After they had settled on a neighborhood in the northern part of the city, they bought a decrepit 1950s house on a deep lot for $190,000 and tore it down, being careful to donate or repurpose anything reusable. What they threw away filled just one Dumpster.
There are more photos of this home at house slideshow.
Their neighbors were concerned about what might rise in place of the old home: a McMansion, multiple townhouses or some other hideous anomaly among the area’s modest bungalows. No one imagined that the couple would put up a tidy little house of barely more than 700 square feet — 704, to be exact — that had a vaulted green roof planted with native flora and a friendly 1960s vibe.
“My mother likes to joke that we took a perfectly good two-bedroom house and put up a room,” Ms. Copenagle said.
Mr. Kennel’s family could not fathom it either, he said: “It doesn’t fit their societal picture of success, generally. We’re doing well, so why aren’t we demonstrating that through our house?”
Even the architects they interviewed had balked at the idea, Ms. Copenagle said. “They kept telling us, ‘You really don’t want this.’ ”
After all, while living small has its share of vocal advocates, it is still underrepresented in the American housing market. In 2012, the average home built in the United States was roughly 2,500 square feet.
But this wasn’t about status or money.
“We can certainly afford a bigger place with a higher price tag,” Ms. Copenagle said. “We just don’t want it.”
So they persevered, commissioning blueprints for a design they came up with themselves, filing for permits and hiring a general contractor. Eventually, though, “it dawned on us that we were on site all the time,” Ms. Copenagle said. “And our general contractor was never here.”
Once the framing was complete, they decided to get rid of the contractor and finish most of the work themselves. It was another way to save money — and besides, “we enjoyed doing the construction work,” Ms. Copenagle said.

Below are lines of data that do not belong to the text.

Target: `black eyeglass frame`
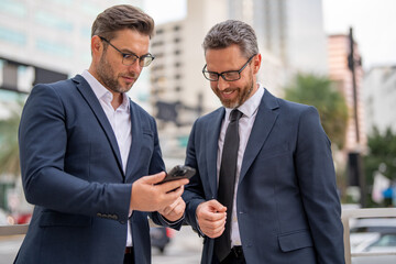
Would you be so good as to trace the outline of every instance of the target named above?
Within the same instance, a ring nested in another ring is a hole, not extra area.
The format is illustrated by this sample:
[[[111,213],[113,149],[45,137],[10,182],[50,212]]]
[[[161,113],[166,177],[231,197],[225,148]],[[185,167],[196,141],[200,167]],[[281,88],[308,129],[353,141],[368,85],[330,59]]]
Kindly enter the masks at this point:
[[[206,70],[206,67],[207,67],[207,64],[204,66],[204,68],[202,68],[202,75],[204,75],[204,77],[207,79],[207,80],[210,80],[210,81],[218,81],[219,80],[219,78],[220,78],[220,76],[221,76],[221,78],[223,78],[223,80],[226,80],[226,81],[235,81],[235,80],[239,80],[239,79],[241,79],[241,73],[242,73],[242,70],[248,66],[248,64],[252,61],[252,58],[255,56],[255,55],[257,55],[257,54],[254,54],[253,56],[251,56],[249,59],[248,59],[248,62],[242,66],[242,68],[240,68],[239,70],[227,70],[227,72],[222,72],[222,73],[216,73],[216,72],[209,72],[209,70]],[[227,79],[227,77],[224,76],[224,74],[230,74],[230,73],[238,73],[238,79]],[[206,74],[215,74],[215,75],[217,75],[217,78],[216,79],[211,79],[211,78],[208,78],[207,76],[206,76]]]
[[[106,37],[103,37],[103,36],[99,36],[100,37],[100,40],[101,41],[103,41],[103,42],[106,42],[107,44],[109,44],[110,46],[112,46],[116,51],[118,51],[121,55],[122,55],[122,64],[123,65],[125,65],[125,66],[131,66],[131,65],[133,65],[138,59],[139,59],[139,65],[141,66],[141,67],[147,67],[153,61],[154,61],[154,56],[152,55],[152,54],[145,54],[145,55],[143,55],[143,56],[138,56],[136,54],[134,54],[134,53],[123,53],[123,52],[121,52],[119,48],[117,48],[113,44],[111,44],[110,43],[110,41],[108,41]],[[135,57],[135,59],[133,61],[133,63],[131,63],[131,64],[125,64],[124,63],[124,59],[125,58],[129,58],[129,57],[131,57],[131,56],[133,56],[133,57]],[[145,58],[151,58],[151,61],[148,61],[148,63],[145,63],[144,64],[144,59]]]

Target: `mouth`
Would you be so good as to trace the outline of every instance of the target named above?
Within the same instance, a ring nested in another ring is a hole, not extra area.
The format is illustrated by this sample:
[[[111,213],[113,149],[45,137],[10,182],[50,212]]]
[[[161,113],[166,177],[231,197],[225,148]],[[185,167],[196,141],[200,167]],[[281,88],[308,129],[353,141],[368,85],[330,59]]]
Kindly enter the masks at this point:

In all, the house, which was completed in 2012, cost about $135,000 to build, including materials and labor. (Their own labor, which isn’t part of that figure, they valued at $50,000.) Next time, they said, they will forgo general contractors, architects and real estate agents, which added another $18,000 at the outset.
Those costs were offset by grants of roughly $9,000 that the city awarded them for the green roof, and they get a break on their water bill for managing and reusing storm water with permeable pavers, a rain garden and a 550-gallon rain barrel.

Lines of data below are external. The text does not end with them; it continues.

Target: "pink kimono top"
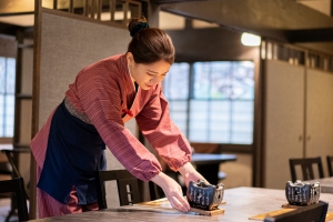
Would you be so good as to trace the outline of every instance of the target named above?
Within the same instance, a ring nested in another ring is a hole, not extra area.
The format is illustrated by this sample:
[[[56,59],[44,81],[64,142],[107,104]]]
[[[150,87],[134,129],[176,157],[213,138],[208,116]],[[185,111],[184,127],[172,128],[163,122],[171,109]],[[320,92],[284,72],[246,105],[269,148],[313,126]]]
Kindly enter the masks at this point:
[[[191,147],[170,118],[161,83],[150,90],[139,88],[135,93],[125,54],[103,59],[81,70],[74,83],[69,85],[65,98],[89,118],[113,155],[138,179],[151,180],[161,171],[161,165],[154,154],[124,128],[124,122],[132,118],[172,170],[191,161]],[[39,169],[46,160],[53,113],[31,141]]]

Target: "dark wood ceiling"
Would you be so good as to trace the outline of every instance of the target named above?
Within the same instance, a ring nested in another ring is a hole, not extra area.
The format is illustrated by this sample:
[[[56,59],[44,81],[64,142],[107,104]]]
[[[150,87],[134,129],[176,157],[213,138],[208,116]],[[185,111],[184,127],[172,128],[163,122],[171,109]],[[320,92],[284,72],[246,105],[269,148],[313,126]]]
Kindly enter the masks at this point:
[[[44,2],[53,0],[43,0]],[[333,54],[333,18],[300,0],[150,0],[161,10]],[[33,13],[34,0],[0,0],[0,16]],[[333,4],[333,2],[332,2]],[[333,6],[331,6],[331,11]],[[0,31],[13,28],[0,23]],[[3,32],[2,32],[3,33]]]
[[[322,44],[333,54],[333,18],[295,0],[206,0],[165,3],[161,9],[281,42]]]

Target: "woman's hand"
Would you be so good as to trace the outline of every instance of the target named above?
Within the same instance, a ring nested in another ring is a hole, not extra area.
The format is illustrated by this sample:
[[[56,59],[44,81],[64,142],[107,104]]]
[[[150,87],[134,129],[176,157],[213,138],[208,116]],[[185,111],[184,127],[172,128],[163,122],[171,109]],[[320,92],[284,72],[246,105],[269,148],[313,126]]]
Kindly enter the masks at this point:
[[[190,181],[196,183],[200,179],[204,180],[204,182],[209,184],[209,182],[193,168],[193,165],[190,162],[181,167],[179,169],[179,172],[183,175],[186,188],[189,188]]]
[[[163,190],[173,209],[182,212],[188,212],[190,210],[190,204],[183,196],[180,184],[173,179],[163,172],[160,172],[158,175],[153,176],[151,181],[157,183]]]

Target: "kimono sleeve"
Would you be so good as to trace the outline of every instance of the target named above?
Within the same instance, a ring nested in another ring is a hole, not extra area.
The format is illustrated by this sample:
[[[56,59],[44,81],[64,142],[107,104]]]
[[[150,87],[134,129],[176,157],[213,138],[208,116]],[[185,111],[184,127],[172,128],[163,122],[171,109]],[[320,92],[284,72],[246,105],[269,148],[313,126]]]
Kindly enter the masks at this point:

The landscaping also softens the industrial feeling of the exterior and entices passers-by to stop and ring the doorbell, asking questions or offering opinions. The residents do not seem to mind. They are delighted with the way the indoor and outdoor spaces flow together, creating the impression of a more expansive home. And they are proud of their house’s performance in the energy-savings department.

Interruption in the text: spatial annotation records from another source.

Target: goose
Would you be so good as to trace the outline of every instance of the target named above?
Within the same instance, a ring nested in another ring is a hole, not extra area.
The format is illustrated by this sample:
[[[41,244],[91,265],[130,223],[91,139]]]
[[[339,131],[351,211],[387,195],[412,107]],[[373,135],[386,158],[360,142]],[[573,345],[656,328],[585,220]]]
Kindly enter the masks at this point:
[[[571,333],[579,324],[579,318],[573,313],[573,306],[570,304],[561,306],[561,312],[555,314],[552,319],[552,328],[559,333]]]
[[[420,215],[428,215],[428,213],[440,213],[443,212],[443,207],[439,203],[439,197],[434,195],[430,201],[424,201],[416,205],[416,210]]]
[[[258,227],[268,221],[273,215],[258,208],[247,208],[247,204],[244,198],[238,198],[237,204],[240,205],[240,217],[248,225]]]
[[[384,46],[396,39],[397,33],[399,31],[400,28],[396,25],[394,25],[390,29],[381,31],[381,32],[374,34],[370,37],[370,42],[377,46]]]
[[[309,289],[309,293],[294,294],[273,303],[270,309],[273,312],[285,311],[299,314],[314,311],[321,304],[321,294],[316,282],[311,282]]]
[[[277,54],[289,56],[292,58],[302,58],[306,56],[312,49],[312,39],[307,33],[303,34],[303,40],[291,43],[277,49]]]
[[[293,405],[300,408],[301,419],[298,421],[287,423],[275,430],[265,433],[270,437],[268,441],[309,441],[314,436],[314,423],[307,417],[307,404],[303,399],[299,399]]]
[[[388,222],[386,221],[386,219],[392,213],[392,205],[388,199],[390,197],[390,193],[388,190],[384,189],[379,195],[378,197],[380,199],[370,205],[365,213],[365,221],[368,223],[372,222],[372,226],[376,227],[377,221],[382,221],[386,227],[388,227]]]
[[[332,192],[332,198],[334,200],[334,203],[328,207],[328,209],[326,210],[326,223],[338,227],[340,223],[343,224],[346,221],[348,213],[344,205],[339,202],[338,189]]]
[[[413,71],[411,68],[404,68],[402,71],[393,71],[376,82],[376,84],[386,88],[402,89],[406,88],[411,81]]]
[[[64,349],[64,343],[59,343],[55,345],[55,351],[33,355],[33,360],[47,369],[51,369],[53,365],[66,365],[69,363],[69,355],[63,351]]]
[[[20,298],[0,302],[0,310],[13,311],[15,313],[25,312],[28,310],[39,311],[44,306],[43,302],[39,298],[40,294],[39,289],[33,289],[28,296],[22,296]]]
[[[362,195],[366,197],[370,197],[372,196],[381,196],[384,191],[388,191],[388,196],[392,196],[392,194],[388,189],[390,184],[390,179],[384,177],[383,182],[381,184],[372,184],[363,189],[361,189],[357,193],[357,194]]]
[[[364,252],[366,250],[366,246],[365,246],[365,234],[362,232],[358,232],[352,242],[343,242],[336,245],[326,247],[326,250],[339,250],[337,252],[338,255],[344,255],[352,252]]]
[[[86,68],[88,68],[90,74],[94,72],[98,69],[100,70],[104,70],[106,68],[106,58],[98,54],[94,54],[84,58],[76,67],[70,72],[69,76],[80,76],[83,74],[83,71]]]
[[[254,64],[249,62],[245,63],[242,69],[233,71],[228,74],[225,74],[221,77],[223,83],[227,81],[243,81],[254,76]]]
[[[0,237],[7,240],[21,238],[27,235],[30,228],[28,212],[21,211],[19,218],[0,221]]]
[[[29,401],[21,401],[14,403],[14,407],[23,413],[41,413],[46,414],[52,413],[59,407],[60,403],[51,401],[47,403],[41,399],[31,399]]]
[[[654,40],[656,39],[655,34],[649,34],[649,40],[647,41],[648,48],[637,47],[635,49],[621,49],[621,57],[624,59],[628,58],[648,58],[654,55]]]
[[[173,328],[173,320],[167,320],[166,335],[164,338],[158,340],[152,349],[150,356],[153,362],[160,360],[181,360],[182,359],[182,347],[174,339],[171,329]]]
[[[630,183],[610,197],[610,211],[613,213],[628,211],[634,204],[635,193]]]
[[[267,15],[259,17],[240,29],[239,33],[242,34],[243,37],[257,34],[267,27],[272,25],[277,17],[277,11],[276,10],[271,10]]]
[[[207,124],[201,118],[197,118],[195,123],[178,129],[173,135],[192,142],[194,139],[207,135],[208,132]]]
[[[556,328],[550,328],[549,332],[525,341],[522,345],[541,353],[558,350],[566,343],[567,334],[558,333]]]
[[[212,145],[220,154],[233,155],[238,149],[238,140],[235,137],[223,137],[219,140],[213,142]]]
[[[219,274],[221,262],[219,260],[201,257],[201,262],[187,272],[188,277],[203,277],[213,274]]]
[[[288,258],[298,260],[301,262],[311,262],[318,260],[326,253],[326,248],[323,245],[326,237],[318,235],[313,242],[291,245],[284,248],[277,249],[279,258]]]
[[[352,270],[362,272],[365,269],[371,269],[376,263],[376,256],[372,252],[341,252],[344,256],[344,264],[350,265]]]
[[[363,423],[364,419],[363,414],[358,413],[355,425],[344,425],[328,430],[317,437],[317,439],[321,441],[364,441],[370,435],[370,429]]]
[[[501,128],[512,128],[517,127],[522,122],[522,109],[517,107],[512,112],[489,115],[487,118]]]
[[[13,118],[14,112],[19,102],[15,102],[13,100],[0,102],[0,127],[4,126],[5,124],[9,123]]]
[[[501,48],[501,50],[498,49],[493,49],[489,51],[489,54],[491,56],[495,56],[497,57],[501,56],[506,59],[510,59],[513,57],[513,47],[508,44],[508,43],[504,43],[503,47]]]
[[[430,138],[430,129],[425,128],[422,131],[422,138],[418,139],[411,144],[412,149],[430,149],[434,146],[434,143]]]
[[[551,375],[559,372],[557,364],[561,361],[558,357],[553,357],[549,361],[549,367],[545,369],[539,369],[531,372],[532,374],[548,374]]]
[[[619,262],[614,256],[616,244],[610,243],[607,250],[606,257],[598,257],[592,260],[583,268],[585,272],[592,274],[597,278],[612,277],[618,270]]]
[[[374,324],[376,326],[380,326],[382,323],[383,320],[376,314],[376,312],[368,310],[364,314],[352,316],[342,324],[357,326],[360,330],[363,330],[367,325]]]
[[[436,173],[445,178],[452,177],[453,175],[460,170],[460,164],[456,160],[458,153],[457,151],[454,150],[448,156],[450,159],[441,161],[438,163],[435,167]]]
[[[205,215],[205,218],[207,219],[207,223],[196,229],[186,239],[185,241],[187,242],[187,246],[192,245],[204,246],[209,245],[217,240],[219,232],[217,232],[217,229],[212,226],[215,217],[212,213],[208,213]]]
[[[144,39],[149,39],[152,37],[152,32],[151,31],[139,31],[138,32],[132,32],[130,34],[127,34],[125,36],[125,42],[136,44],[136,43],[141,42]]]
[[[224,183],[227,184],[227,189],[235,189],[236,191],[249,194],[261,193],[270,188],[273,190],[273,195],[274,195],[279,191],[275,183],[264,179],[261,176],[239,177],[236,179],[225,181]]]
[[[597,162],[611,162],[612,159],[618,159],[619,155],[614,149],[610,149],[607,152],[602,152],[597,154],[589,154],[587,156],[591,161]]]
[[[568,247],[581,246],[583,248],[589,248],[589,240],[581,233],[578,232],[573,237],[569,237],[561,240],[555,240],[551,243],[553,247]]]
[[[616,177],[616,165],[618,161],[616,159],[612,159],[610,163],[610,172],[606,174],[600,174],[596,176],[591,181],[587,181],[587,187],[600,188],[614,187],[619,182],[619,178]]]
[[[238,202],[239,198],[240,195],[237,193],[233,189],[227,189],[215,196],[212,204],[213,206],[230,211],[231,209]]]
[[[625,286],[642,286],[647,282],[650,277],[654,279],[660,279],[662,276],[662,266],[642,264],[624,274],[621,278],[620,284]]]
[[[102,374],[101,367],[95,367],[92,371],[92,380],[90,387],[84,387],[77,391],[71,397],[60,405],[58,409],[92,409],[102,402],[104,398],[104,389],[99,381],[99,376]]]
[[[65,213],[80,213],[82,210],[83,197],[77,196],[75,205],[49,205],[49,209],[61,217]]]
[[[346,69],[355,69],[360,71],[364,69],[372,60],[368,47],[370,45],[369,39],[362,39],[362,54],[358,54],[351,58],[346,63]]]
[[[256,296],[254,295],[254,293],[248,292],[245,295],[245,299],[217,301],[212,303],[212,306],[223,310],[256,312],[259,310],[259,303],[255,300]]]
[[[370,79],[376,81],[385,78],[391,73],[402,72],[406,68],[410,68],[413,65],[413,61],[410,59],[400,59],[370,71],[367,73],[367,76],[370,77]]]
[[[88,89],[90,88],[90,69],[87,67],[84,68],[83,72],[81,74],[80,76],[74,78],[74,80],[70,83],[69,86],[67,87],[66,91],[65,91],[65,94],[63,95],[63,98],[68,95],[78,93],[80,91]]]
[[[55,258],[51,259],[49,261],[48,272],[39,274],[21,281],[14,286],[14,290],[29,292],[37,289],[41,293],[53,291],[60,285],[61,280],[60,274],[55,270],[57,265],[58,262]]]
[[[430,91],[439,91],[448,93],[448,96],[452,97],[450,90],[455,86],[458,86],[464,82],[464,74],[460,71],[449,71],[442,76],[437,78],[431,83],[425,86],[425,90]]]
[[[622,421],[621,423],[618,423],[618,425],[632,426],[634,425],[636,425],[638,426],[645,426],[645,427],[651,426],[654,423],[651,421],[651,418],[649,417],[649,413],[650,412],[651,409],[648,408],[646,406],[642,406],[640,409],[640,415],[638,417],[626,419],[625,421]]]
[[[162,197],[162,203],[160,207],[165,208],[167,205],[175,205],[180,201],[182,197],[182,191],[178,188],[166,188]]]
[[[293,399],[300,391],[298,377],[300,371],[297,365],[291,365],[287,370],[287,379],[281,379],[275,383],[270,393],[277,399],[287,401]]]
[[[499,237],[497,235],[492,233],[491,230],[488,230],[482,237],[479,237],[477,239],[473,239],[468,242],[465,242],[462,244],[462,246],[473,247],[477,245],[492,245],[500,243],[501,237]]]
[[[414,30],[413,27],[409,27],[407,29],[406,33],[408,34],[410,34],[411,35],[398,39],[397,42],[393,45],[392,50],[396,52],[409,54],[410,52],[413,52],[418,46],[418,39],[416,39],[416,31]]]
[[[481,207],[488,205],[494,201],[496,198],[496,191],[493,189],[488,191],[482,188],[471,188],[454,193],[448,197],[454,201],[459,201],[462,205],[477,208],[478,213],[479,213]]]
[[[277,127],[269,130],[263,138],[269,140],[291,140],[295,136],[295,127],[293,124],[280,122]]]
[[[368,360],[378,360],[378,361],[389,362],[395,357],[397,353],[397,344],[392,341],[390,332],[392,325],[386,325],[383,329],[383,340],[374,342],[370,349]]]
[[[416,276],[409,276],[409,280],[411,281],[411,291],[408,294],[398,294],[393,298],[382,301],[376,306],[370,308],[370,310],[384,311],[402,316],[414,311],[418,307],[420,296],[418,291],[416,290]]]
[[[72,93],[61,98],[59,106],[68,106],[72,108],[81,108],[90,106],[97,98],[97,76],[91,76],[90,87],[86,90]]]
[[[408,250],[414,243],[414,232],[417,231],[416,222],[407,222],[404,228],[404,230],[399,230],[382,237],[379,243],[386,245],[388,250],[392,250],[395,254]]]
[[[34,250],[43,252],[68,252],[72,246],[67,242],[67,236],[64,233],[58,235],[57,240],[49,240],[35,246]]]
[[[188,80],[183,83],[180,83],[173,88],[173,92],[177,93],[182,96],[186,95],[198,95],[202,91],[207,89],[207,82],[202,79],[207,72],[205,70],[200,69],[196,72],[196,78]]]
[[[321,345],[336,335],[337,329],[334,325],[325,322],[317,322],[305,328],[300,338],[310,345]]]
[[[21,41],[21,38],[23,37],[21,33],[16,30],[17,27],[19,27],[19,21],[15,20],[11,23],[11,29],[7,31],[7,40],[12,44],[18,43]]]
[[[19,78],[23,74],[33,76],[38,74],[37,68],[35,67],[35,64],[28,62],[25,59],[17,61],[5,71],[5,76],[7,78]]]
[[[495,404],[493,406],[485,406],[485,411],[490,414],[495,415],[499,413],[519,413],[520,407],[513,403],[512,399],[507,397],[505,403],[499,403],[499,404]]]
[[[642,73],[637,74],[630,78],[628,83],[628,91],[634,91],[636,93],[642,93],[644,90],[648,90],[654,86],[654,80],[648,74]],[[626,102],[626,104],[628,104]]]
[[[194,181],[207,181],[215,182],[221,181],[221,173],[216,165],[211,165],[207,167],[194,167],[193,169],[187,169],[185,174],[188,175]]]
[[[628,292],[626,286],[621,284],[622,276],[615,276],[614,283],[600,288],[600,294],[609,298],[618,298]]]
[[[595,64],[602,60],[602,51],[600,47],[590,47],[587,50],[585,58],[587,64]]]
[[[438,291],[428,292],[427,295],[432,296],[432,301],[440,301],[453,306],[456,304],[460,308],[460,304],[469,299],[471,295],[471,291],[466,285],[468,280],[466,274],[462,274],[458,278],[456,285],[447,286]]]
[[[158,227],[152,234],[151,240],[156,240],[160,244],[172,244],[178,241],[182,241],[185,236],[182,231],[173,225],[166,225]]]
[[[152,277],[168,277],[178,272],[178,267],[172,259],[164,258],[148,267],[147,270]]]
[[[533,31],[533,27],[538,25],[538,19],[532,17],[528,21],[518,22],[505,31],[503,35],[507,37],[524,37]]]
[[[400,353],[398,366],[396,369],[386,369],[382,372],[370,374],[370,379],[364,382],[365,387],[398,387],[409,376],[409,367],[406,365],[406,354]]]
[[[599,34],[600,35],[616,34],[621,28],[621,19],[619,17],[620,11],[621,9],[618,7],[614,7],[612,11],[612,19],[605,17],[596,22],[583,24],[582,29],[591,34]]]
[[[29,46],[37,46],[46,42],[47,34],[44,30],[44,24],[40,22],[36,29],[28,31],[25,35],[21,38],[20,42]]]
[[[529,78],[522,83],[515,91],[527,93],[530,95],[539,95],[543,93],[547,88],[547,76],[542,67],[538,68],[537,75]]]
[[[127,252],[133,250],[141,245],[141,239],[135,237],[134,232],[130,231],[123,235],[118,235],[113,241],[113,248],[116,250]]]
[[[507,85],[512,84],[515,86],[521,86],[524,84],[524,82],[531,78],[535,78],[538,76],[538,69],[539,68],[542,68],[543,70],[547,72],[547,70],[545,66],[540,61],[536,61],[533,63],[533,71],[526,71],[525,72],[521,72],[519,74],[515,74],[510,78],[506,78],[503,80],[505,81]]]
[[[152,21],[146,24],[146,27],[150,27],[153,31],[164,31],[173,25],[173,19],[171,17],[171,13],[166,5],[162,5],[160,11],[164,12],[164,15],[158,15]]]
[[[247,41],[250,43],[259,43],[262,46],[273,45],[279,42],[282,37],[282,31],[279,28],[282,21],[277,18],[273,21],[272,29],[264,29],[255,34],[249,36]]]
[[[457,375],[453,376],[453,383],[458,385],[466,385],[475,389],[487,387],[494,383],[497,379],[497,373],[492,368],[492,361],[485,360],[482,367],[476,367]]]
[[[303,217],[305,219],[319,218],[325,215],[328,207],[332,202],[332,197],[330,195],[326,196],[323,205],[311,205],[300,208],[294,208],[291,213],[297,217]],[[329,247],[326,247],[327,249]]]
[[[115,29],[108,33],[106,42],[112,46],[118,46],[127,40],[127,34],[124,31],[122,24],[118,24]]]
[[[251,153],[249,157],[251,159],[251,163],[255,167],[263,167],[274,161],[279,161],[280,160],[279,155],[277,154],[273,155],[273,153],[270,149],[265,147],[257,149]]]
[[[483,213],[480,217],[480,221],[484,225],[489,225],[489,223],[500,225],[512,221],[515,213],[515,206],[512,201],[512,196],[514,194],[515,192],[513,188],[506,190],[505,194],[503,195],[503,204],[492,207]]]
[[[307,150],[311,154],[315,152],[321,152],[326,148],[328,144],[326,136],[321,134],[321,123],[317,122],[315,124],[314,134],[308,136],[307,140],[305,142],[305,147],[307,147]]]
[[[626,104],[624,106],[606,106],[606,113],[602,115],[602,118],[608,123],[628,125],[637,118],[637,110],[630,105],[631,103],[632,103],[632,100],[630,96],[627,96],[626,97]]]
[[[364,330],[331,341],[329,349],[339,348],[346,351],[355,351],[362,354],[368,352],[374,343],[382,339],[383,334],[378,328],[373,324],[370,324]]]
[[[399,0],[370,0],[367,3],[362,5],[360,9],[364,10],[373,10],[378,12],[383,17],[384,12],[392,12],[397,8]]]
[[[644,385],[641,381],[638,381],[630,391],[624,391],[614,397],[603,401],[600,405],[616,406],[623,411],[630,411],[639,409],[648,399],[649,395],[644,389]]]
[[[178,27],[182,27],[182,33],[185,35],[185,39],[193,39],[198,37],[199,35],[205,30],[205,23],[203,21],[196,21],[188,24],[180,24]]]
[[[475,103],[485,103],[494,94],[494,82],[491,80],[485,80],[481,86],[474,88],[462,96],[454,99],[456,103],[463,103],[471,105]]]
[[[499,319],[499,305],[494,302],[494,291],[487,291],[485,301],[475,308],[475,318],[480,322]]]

None of this has gone unnoticed by the neighbors. Kim Conrow, 65, who lives next door, marveled: “On weekends, they actually go places and do things. They’re not tied to the projects most of us are tied to. I’m so charmed by the simplicity of it.”
Ms. Conrow admitted, however, that she would never be able to share a closet with her husband the way her neighbors do.
Still, the benefits of that arrangement speak for themselves. In nine months, the mortgage will be paid in full, which will leave Ms. Copenagle and Mr. Kennel with monthly costs of roughly $370 for property taxes, utilities, municipal services and insurance.
That’s good, because they will soon have to pay tuition for Mr. Kennel’s next degree. And Ms. Copenagle has bought a sleeker kayak so she can keep up with her husband as he paddles his stand-up board on the local rivers. Recently, they also bought 20 acres in northeastern Washington, completely off the grid, with incredible views of the Cascade Mountains.
The scribbling on napkins has begun again. This time, the goal is 400 square feet.
Correction: January 30, 2014
An article last Thursday about a couple’s 704-square-foot home referred incorrectly to the organisms found on the roof. They are plants, which makes them flora, not fauna.